Enfin l'évolution du trobar est sensible à travers les conditions de conservation des poèmes des troubadours. On a dit plus haut l'importance de l'organisation des chansonniers, et en particulier de la présence des vidas et des razos. Elles montrent, on l'a souligné, comme le fait aussi l'absence fréquente des mélodies, que les troubadours étaient lus à la fin du XIIIe et au XIVe siècle, quand ces vidas ont été écrites et ces manuscrits copiés, dans un esprit bien différent de celui qui anime leurs poèmes, l'esprit même de la poésie à prétention autobiographique qui triomphe au même moment en France du Nord. Mais elles témoignent aussi d'un effort de préservation de ce patrimoine poétique entrepris aux marches ou au-dehors de son domaine naturel : plusieurs de ces manuscrits ont été copiés en Italie du Nord, où Uc de Saint-Cire, troubadour lui-même et auteur dans le second tiers du xnr siècle de plusieurs vidas, a terminé sa carrière. Comme si cet effort de préservation avait quelque chose de trop délibéré, d'un peu artificiel. Les chansons des troubadours ont été recopiées en même temps que s'écrivait le roman des troubadours. Écrire le roman des troubadours, c'était reconnaître qu'ils appartenaient à un passé prestigieux et révolu.



Une tentative de restauration : le « Gai Saber » et les « Leys d'Amors »

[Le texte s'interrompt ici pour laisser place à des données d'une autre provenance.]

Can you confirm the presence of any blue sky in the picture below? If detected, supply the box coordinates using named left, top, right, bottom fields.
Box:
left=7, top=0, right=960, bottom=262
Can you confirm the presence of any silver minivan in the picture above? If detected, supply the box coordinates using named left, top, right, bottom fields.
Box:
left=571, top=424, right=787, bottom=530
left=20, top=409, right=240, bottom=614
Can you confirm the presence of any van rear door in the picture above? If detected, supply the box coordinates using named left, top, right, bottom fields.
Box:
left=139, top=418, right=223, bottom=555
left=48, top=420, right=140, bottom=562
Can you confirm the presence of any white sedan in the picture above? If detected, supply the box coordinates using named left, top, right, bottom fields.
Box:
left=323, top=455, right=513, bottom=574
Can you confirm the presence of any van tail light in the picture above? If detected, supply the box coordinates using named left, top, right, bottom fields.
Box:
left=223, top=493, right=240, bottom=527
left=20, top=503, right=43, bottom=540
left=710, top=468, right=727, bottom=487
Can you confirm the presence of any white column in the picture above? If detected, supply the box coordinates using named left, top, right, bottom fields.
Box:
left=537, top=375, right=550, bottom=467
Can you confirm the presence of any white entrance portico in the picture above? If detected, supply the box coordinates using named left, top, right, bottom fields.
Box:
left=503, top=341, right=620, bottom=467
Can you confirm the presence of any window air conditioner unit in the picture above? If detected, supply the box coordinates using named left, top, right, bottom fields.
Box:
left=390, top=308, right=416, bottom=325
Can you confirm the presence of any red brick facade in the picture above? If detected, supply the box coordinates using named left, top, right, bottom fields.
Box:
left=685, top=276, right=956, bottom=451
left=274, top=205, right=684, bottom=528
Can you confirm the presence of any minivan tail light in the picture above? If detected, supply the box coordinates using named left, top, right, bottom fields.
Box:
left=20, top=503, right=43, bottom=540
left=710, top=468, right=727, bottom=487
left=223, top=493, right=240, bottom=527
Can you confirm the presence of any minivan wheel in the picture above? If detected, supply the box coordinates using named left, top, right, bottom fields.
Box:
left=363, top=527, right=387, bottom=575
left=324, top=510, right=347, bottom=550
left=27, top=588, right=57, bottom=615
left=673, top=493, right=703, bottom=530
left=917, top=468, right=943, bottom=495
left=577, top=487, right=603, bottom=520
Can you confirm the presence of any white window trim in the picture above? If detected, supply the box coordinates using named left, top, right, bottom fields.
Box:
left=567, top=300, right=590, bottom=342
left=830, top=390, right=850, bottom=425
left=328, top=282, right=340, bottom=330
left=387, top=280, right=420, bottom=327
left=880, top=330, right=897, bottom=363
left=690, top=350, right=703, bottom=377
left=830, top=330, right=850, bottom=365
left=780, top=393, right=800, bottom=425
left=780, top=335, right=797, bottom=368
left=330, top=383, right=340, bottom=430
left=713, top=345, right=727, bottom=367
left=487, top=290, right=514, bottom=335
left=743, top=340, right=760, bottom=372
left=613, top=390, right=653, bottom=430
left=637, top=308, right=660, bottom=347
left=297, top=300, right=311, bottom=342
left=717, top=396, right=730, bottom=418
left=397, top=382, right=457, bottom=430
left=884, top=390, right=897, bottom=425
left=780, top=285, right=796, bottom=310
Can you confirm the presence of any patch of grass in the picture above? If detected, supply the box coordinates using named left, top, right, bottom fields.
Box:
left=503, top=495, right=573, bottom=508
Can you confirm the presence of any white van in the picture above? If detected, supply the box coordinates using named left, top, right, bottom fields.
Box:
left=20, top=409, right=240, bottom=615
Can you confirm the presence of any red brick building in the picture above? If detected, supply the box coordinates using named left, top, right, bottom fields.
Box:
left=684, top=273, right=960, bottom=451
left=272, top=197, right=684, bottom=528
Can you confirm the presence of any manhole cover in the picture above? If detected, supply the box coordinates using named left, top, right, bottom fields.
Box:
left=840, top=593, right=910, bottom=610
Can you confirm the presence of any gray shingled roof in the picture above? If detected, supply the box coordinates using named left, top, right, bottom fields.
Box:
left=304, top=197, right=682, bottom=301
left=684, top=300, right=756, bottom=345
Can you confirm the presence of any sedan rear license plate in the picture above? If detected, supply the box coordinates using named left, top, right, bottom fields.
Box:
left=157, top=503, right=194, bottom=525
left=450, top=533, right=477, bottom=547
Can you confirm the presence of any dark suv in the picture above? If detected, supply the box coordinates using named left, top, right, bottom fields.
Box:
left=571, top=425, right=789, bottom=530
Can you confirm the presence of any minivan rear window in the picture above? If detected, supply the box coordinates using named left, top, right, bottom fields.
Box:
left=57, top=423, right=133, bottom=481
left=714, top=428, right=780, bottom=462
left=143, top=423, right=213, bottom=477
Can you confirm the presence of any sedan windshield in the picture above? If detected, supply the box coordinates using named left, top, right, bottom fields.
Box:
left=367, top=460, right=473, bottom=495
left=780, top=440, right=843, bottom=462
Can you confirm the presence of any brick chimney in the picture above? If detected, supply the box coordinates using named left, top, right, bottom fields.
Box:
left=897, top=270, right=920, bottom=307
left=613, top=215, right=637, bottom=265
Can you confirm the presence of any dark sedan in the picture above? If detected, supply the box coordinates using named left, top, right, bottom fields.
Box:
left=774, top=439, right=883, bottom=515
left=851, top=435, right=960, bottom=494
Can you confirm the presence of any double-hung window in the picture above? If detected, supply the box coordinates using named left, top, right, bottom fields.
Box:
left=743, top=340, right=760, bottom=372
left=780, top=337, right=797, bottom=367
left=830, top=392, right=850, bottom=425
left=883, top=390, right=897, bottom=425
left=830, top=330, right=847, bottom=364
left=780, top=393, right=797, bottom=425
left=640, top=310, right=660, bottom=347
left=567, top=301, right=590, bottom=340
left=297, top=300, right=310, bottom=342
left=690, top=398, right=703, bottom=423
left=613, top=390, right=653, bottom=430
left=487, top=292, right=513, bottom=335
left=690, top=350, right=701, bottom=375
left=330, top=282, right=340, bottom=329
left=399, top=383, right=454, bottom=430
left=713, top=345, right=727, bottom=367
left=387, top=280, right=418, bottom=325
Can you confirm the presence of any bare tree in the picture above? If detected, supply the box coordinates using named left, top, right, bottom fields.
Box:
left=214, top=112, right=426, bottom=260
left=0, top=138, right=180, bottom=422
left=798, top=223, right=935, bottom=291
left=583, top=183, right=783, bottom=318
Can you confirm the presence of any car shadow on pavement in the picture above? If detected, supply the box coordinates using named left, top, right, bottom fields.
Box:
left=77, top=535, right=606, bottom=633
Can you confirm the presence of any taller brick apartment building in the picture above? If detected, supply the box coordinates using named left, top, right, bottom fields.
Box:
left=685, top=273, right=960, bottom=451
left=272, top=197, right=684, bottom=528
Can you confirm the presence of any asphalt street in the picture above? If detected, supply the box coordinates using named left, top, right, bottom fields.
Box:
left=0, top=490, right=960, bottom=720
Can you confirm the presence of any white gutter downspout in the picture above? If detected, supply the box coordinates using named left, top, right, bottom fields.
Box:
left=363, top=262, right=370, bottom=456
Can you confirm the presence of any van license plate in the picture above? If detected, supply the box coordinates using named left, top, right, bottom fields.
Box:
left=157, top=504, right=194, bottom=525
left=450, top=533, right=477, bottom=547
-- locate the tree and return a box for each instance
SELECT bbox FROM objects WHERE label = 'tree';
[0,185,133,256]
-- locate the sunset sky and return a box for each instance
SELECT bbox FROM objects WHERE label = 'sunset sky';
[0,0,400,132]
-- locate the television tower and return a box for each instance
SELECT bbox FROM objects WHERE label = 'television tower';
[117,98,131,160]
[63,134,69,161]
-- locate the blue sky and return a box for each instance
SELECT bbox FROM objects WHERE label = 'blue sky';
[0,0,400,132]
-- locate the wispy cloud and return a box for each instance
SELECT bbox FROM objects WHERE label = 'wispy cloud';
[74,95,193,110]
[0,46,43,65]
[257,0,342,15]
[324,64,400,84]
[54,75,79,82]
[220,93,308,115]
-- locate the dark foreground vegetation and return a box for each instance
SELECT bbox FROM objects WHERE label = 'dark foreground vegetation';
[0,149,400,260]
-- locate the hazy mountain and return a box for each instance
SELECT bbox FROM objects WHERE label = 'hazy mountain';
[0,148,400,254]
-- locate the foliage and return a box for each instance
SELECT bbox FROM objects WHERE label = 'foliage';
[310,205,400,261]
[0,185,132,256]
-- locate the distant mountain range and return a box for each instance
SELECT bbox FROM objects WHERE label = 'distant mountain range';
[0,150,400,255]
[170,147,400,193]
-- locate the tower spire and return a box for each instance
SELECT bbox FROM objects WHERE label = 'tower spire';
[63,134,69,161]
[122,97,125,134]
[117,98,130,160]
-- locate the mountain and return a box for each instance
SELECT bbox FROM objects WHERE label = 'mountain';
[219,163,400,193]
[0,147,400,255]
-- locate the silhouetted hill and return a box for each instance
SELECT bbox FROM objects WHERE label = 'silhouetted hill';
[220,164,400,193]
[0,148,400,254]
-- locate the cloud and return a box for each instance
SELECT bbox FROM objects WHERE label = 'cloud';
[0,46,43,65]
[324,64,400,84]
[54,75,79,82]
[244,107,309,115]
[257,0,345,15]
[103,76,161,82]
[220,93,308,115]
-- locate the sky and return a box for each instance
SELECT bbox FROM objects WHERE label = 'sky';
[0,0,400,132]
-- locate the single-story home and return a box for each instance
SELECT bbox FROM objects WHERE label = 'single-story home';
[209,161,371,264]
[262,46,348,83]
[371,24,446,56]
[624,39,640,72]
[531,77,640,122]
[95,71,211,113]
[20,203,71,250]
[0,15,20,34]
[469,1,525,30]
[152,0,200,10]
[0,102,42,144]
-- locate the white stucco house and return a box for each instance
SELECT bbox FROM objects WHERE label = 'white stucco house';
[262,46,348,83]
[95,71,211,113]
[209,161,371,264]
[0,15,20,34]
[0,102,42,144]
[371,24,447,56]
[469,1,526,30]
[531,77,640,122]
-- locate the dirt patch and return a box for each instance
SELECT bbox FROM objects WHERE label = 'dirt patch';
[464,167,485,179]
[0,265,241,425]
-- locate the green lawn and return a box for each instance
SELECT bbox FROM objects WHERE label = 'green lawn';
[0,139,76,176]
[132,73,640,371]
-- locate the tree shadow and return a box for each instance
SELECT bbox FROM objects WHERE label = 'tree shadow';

Au début du XIV siècle, un mouvement se fait jour à Toulouse pour renouer avec la tradition des troubadours et lutter contre le déclin de cette poésie. D aboutit en 1323 à la création du Consistoire du Gai Savoir (Consistori de la subregaya companhia del Gai SabeR). Cette année-là, le mardi après la Toussaint, sept troubadours qui se réunissaient dans un faubourg de Toulouse envoient une convocation en vers à tous les poètes de langue d'oc pour le 1er mai 1324 : ce jour-là aurait lieu un concours poétique dont le lauréat recevrait une violette d'or fin. Ces troubadours étaient Bernard de Panassac, Pey Camaut, Guilhem de Gontaut, Guil-hem de Lobra, Peyre de Mejanasscrra, Bernard Oth, Berenguier de Sant-Plancat. En dehors du premier, noble gascon qui est aussi le seul à avoir laissé un nom comme poète, c'étaient des bourgeois de Toulouse, banquiers, marchands ou juristes. Ainsi fut fondé le Consistoire du Gai Savoir. En somme, le Midi empruntait à son tour le chemin tracé, on l'a vu, dès les dernières années du XII'' siècle par les villes du Nord, comme Arras, où la bourgeoisie animait sociétés poétiques et concours de poésie. D'activité curiale, la poésie devenait une activité bourgeoise et urbaine.

Les sept troubadours demandèrent à Guilhem Molinier, un docteur en droit qui allait devenir un peu plus tard le chancelier du Consistoire, de rédiger une sorte de code ou de manuel de poésie. Ce furent les Leys d'Amors dont la première rédaction, en prose, fut achevée vers 1341. Elle allait être suivie de trois autres rédactions en prose et d'une en vers. La totalité de l'ouvrage reconstitué en combinant les différentes rédactions comprend cinq parties : un historique de la fondation du Consistoire, un traité religieux et moral, un exposé méthodique de la grammaire occitane (phonétique, morphologie et syntaxE), un art poétique qui étudie, avec de nombreux exemples, le vers, la rime, la strophe, les genres lyriques, enfin un exposé de rhétorique touchant en particulier les figures. Cette somme se fonde sur l'ouvre des anciens troubadours dont la pratique fixe les règles de grammaire et de poétique. En voulant assurer la restauration de leur poésie, elle la fige dans la position de modèle intangible et en interdit l'évolution vivante.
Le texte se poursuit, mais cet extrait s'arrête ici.